In the United States, we keep hearing that the economy is improving. And yet the mood in the diamond market has turned grim, which is fatal for such a psychologically dependent industry.
Polished prices are soft. Inventories have been high due to a number of factors, including a lessening of the backlog at GIA, falling liquidity due to banks leaving the business, and a holiday that came in under expectations. (It was not terrible, but hopes were high.)
Some tell me the mood has hit its worst point since the truly dire days of 2008. But there is a difference. “2008 was a financial meltdown,” says one industry veteran. “This has been a diamond meltdown.”
Many point their finger at the big mining companies—particularly the largest producers, De Beers and Alrosa—arguing they have squeezed manufacturers so hard they are threatening that sector’s existence.
“They don’t care about the margins of the clients,” says Maxim Shkadov, president of the International Diamond Manufacturers Association. “Before, being a sightholder was a privilege. It was the best companies, with the best financials.
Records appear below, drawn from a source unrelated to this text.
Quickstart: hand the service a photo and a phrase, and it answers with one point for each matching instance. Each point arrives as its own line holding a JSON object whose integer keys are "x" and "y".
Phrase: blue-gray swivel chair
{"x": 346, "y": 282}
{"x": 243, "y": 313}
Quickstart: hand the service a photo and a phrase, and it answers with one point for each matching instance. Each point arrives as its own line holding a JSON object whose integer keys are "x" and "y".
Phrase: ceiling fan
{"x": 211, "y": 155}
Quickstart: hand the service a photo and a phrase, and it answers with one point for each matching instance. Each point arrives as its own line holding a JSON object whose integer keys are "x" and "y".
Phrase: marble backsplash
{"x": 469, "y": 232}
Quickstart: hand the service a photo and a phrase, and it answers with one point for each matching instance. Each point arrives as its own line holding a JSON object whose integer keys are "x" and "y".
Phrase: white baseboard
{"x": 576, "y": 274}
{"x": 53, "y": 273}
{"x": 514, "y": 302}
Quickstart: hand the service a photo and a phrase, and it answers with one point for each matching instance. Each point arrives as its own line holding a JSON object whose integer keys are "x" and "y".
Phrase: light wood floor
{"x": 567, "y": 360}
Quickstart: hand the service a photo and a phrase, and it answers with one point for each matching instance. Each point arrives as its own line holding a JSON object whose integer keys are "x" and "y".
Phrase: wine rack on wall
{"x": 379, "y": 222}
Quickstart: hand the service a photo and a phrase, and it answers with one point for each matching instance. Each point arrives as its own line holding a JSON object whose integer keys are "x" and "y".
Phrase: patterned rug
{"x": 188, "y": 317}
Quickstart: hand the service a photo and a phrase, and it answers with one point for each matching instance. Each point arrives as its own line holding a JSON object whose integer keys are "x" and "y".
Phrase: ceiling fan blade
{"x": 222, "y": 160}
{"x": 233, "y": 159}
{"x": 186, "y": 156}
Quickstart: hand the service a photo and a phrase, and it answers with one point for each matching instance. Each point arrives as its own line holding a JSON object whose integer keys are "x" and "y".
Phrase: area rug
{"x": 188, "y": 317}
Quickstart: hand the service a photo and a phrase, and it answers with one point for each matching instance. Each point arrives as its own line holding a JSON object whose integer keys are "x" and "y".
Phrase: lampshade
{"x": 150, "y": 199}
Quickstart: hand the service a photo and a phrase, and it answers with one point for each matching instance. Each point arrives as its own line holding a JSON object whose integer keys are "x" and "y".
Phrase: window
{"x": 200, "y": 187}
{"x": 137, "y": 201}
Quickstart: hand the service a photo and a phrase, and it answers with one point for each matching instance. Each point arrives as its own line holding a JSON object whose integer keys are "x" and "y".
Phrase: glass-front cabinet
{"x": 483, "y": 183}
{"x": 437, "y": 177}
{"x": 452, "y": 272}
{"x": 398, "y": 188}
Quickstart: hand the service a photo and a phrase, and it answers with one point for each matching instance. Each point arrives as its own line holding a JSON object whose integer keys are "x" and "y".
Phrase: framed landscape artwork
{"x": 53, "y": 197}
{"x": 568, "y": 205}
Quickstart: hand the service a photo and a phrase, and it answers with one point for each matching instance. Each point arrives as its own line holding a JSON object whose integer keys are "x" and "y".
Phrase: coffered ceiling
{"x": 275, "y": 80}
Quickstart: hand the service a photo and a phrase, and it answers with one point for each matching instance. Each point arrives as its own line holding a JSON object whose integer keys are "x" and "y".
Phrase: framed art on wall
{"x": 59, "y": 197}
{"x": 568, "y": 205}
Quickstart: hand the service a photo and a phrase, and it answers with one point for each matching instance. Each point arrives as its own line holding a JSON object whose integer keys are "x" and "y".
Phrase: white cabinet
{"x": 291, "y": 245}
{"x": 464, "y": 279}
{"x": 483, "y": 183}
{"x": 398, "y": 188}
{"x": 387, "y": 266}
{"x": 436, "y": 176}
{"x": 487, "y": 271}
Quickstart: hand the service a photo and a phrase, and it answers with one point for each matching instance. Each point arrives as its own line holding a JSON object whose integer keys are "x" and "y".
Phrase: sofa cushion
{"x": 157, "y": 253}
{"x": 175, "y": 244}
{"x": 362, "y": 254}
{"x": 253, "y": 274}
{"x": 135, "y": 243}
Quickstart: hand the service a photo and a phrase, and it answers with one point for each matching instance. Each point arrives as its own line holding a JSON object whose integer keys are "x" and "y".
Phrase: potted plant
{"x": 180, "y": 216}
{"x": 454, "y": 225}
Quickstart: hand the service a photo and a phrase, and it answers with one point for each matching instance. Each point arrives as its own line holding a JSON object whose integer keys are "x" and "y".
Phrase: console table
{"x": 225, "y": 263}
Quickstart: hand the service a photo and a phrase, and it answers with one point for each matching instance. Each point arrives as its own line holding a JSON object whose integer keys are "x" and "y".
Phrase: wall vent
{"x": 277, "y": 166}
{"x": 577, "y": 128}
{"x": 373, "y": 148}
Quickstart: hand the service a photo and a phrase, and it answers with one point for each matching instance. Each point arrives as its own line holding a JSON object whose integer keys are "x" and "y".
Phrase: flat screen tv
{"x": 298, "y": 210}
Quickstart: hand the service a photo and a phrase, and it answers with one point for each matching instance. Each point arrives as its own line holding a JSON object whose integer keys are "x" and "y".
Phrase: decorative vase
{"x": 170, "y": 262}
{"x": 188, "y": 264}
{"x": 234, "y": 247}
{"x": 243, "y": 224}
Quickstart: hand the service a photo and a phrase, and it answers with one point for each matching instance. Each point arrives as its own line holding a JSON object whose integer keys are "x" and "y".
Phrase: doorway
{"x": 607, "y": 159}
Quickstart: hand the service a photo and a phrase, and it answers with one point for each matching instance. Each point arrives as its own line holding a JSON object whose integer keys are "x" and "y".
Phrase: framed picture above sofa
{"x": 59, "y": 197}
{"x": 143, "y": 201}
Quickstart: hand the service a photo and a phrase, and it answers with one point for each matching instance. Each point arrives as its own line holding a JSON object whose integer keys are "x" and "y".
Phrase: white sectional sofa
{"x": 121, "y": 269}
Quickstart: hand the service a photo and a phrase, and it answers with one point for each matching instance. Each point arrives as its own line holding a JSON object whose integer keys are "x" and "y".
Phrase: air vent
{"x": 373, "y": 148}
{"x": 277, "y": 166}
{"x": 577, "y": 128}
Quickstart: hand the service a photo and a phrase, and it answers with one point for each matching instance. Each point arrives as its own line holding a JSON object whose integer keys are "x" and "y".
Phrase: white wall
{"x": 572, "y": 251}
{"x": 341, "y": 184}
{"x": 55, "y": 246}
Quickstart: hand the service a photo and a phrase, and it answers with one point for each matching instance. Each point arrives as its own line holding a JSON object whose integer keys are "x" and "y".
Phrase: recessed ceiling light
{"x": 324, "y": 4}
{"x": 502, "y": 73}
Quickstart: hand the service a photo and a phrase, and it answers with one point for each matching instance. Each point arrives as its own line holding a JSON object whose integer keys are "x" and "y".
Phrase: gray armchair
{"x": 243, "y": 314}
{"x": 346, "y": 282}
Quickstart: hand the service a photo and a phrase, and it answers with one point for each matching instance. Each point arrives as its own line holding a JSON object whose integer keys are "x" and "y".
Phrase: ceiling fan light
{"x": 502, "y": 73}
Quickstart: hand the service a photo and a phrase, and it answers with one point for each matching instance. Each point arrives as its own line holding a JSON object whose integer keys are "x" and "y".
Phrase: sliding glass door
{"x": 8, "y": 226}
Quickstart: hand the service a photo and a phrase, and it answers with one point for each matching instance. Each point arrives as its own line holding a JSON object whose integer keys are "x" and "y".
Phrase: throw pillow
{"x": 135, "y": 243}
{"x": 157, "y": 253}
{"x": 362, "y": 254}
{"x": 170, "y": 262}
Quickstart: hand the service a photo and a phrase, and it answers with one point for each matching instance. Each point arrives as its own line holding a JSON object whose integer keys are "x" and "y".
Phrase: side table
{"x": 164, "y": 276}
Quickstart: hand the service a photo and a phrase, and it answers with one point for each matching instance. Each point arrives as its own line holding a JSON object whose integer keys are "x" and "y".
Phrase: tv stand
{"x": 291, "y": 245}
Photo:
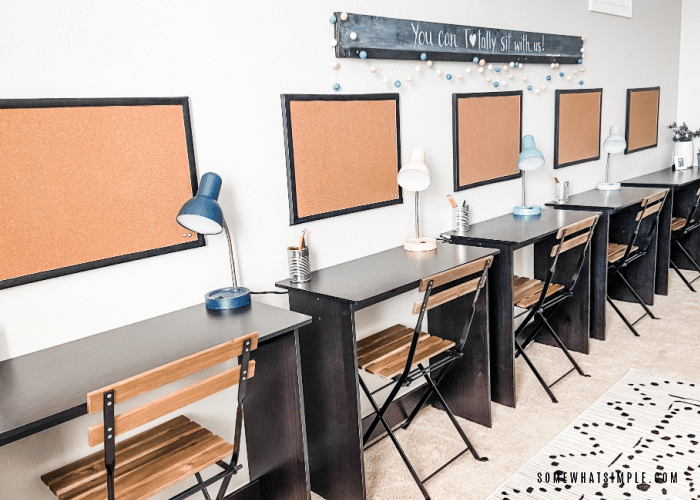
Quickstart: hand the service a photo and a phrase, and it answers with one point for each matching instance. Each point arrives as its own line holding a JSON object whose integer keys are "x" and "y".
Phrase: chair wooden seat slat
{"x": 528, "y": 291}
{"x": 677, "y": 223}
{"x": 403, "y": 354}
{"x": 152, "y": 461}
{"x": 616, "y": 251}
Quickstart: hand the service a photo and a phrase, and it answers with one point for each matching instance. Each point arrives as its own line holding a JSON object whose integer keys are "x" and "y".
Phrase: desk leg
{"x": 331, "y": 397}
{"x": 466, "y": 385}
{"x": 274, "y": 423}
{"x": 663, "y": 252}
{"x": 571, "y": 320}
{"x": 599, "y": 276}
{"x": 502, "y": 345}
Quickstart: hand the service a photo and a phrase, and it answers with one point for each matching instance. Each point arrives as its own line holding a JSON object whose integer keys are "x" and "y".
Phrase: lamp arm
{"x": 417, "y": 230}
{"x": 230, "y": 254}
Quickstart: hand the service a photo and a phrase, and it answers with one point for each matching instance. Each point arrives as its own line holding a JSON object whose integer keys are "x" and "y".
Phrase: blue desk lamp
{"x": 530, "y": 159}
{"x": 202, "y": 214}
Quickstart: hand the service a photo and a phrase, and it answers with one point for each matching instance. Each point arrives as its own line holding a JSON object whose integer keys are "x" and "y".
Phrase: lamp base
{"x": 237, "y": 299}
{"x": 608, "y": 186}
{"x": 420, "y": 244}
{"x": 527, "y": 212}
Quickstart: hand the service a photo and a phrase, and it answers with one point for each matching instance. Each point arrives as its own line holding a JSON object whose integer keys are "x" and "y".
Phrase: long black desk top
{"x": 372, "y": 279}
{"x": 49, "y": 387}
{"x": 605, "y": 200}
{"x": 507, "y": 230}
{"x": 666, "y": 178}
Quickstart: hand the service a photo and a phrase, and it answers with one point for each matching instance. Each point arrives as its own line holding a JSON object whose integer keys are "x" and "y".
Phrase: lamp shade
{"x": 615, "y": 143}
{"x": 414, "y": 175}
{"x": 531, "y": 158}
{"x": 202, "y": 214}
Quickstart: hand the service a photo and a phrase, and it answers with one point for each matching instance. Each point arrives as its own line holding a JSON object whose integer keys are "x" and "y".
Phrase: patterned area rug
{"x": 639, "y": 441}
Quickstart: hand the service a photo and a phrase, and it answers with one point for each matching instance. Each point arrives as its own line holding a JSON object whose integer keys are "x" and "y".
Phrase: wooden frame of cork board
{"x": 577, "y": 122}
{"x": 343, "y": 153}
{"x": 486, "y": 132}
{"x": 642, "y": 128}
{"x": 92, "y": 182}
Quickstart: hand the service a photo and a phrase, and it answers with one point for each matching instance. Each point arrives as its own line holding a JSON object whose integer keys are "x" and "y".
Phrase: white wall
{"x": 689, "y": 72}
{"x": 233, "y": 60}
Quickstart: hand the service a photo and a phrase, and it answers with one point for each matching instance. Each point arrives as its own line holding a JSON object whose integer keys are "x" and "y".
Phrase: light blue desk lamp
{"x": 529, "y": 159}
{"x": 202, "y": 214}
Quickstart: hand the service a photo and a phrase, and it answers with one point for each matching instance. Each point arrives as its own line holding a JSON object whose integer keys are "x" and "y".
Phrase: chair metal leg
{"x": 204, "y": 490}
{"x": 454, "y": 420}
{"x": 678, "y": 271}
{"x": 619, "y": 313}
{"x": 380, "y": 417}
{"x": 562, "y": 346}
{"x": 519, "y": 348}
{"x": 636, "y": 296}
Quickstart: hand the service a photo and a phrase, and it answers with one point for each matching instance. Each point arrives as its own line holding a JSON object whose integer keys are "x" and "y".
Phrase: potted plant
{"x": 683, "y": 139}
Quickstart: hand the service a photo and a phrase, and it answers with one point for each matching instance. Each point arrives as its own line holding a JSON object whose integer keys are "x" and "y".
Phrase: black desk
{"x": 49, "y": 387}
{"x": 329, "y": 358}
{"x": 509, "y": 234}
{"x": 619, "y": 208}
{"x": 682, "y": 188}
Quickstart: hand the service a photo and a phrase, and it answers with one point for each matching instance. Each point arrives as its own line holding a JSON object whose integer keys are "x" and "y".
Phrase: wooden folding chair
{"x": 400, "y": 354}
{"x": 680, "y": 228}
{"x": 542, "y": 298}
{"x": 146, "y": 464}
{"x": 641, "y": 237}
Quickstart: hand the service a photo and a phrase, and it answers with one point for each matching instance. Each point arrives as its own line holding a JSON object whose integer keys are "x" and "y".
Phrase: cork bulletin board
{"x": 577, "y": 126}
{"x": 642, "y": 129}
{"x": 343, "y": 153}
{"x": 486, "y": 131}
{"x": 92, "y": 182}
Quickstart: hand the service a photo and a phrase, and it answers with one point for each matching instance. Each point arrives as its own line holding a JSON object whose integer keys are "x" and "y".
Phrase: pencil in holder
{"x": 561, "y": 192}
{"x": 460, "y": 218}
{"x": 299, "y": 267}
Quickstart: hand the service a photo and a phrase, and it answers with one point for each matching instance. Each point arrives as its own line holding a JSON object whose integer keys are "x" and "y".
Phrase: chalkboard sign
{"x": 389, "y": 38}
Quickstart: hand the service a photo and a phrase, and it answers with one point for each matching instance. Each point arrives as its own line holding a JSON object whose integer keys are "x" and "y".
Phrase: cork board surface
{"x": 345, "y": 154}
{"x": 578, "y": 127}
{"x": 488, "y": 138}
{"x": 642, "y": 119}
{"x": 82, "y": 184}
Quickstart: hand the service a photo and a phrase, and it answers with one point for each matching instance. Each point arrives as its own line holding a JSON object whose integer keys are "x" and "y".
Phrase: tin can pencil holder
{"x": 299, "y": 267}
{"x": 561, "y": 192}
{"x": 460, "y": 218}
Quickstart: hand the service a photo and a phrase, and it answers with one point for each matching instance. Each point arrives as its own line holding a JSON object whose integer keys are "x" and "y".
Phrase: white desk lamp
{"x": 614, "y": 144}
{"x": 414, "y": 176}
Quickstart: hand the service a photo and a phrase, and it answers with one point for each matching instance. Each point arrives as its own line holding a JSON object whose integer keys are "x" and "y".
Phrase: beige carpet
{"x": 668, "y": 347}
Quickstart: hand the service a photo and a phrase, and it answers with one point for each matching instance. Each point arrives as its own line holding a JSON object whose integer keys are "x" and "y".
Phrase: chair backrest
{"x": 479, "y": 267}
{"x": 574, "y": 241}
{"x": 691, "y": 219}
{"x": 165, "y": 374}
{"x": 646, "y": 222}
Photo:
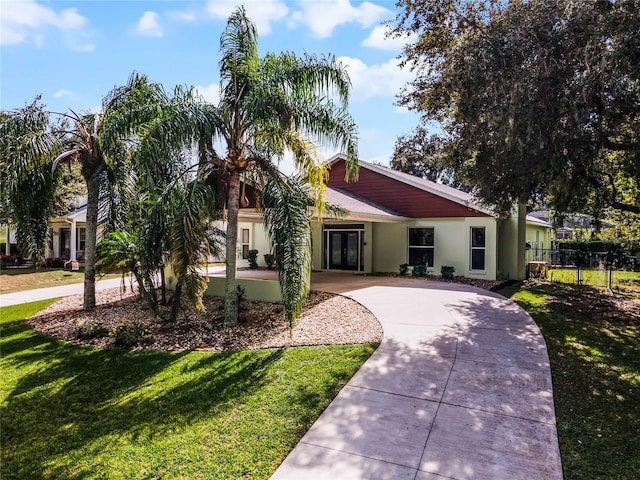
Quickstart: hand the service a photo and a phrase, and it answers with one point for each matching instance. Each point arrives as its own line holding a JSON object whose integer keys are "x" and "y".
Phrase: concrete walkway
{"x": 37, "y": 294}
{"x": 460, "y": 388}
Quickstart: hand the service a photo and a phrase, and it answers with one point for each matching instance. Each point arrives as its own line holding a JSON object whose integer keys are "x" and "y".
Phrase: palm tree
{"x": 32, "y": 137}
{"x": 269, "y": 106}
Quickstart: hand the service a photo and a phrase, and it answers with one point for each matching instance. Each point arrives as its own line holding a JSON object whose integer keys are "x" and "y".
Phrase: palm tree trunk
{"x": 231, "y": 286}
{"x": 93, "y": 190}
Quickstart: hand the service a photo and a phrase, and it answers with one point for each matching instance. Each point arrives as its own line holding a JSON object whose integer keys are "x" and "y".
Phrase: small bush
{"x": 447, "y": 272}
{"x": 253, "y": 259}
{"x": 10, "y": 259}
{"x": 131, "y": 334}
{"x": 419, "y": 271}
{"x": 54, "y": 262}
{"x": 269, "y": 260}
{"x": 88, "y": 330}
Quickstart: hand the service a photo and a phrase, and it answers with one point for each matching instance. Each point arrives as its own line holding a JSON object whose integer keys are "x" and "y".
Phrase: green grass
{"x": 18, "y": 279}
{"x": 594, "y": 277}
{"x": 70, "y": 412}
{"x": 593, "y": 339}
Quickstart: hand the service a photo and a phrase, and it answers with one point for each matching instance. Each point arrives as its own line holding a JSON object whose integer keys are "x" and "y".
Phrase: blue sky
{"x": 74, "y": 52}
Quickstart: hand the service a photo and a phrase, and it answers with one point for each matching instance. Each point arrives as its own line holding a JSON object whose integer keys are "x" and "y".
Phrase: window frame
{"x": 245, "y": 237}
{"x": 431, "y": 247}
{"x": 477, "y": 248}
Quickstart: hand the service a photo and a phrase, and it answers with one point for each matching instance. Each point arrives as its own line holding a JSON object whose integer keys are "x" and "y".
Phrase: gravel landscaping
{"x": 326, "y": 319}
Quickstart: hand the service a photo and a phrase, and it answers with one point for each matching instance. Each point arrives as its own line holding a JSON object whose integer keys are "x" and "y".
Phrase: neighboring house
{"x": 68, "y": 235}
{"x": 395, "y": 218}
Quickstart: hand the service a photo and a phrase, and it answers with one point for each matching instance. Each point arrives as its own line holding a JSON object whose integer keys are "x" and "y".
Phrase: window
{"x": 478, "y": 244}
{"x": 245, "y": 243}
{"x": 82, "y": 238}
{"x": 421, "y": 246}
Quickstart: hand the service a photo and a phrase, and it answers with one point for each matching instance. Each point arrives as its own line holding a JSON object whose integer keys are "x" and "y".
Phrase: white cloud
{"x": 63, "y": 93}
{"x": 149, "y": 25}
{"x": 384, "y": 80}
{"x": 323, "y": 16}
{"x": 378, "y": 39}
{"x": 181, "y": 16}
{"x": 28, "y": 21}
{"x": 211, "y": 92}
{"x": 262, "y": 13}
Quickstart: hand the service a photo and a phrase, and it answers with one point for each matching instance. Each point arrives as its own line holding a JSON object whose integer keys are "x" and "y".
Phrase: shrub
{"x": 253, "y": 259}
{"x": 131, "y": 334}
{"x": 419, "y": 271}
{"x": 54, "y": 262}
{"x": 88, "y": 330}
{"x": 10, "y": 259}
{"x": 269, "y": 260}
{"x": 447, "y": 272}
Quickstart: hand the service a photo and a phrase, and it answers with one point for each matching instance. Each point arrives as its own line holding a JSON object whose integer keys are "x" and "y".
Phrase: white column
{"x": 8, "y": 242}
{"x": 74, "y": 234}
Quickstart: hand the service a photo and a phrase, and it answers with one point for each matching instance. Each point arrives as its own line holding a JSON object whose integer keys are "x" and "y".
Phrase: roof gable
{"x": 408, "y": 195}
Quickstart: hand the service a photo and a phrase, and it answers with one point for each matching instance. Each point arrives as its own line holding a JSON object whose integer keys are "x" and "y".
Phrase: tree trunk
{"x": 93, "y": 191}
{"x": 231, "y": 286}
{"x": 175, "y": 308}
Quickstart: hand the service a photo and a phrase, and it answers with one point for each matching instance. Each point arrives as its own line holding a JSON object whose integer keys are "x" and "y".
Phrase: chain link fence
{"x": 583, "y": 267}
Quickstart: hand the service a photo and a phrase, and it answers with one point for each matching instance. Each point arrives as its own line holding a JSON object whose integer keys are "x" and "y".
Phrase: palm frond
{"x": 285, "y": 211}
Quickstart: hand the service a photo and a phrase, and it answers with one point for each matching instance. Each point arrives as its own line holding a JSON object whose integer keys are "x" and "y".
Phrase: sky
{"x": 74, "y": 52}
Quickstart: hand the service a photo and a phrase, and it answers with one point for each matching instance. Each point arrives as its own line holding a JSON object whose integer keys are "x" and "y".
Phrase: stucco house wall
{"x": 452, "y": 245}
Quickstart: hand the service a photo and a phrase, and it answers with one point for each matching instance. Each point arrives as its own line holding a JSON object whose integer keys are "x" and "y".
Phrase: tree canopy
{"x": 539, "y": 100}
{"x": 423, "y": 155}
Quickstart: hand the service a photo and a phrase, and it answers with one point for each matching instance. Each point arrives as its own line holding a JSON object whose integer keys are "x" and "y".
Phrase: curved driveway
{"x": 459, "y": 388}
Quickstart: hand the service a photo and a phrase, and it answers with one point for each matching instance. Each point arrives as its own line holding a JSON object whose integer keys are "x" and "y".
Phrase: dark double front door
{"x": 344, "y": 252}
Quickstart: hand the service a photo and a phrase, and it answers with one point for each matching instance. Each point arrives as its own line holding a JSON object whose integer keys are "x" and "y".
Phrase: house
{"x": 395, "y": 218}
{"x": 67, "y": 239}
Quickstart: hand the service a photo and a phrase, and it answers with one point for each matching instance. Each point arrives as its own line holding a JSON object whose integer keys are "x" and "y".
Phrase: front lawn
{"x": 70, "y": 412}
{"x": 593, "y": 338}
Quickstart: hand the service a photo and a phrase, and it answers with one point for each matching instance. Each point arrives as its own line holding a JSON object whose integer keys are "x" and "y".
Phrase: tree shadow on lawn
{"x": 594, "y": 349}
{"x": 72, "y": 395}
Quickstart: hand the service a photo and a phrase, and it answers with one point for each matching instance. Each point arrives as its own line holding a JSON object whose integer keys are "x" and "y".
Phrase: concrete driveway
{"x": 459, "y": 388}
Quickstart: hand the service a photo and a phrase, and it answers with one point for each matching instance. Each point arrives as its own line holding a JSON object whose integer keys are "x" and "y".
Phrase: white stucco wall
{"x": 452, "y": 245}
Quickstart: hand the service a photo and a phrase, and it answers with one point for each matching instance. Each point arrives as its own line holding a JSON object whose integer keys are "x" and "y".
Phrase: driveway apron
{"x": 459, "y": 388}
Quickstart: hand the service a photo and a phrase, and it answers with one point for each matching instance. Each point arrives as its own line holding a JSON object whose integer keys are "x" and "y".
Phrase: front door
{"x": 344, "y": 249}
{"x": 65, "y": 243}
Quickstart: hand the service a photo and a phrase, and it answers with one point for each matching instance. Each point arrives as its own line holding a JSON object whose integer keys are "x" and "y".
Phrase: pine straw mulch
{"x": 326, "y": 319}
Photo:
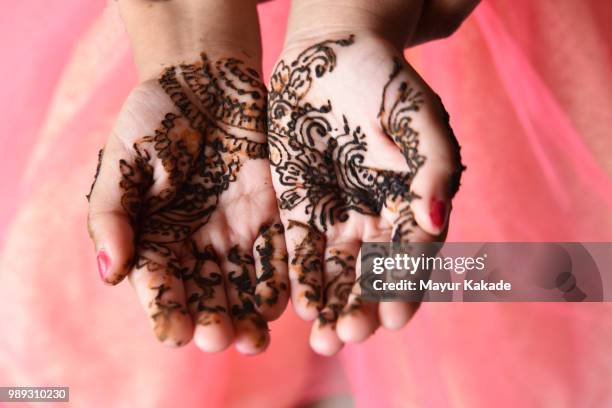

Now being a sightholder or contract holder of Alrosa is almost like a punishment.”
In fact, the situation has gotten so dire that some now view with suspicion sightholders that don’t refuse the boxes.
“Up to a point you can understand politics,” says Antwerp World Diamond Centre president Stephane Fischler. “People will take goods to increase their scorecard. But manufacturers say, ‘How it possible? I believe that I am fairly professional. How can these guys claim they have 10 to 15 percent more margin than I do? Is it due to politics and just grabbing market share? Maybe. Maybe professionalization, maybe consolidation, maybe higher efficiency.’ But people do not believe that is the only explanation. They start to wonder: Could it be mixing of synthetics, could it be abuse of certificates, could it be round tripping?”
While the diamond producers don’t get a lot of sympathy these days, they are in a dicey situation. Besides obligations to shareholders—which are generally seen to be motivating De Beers’ actions—correcting (i.e., lowering) prices comes with its own risks.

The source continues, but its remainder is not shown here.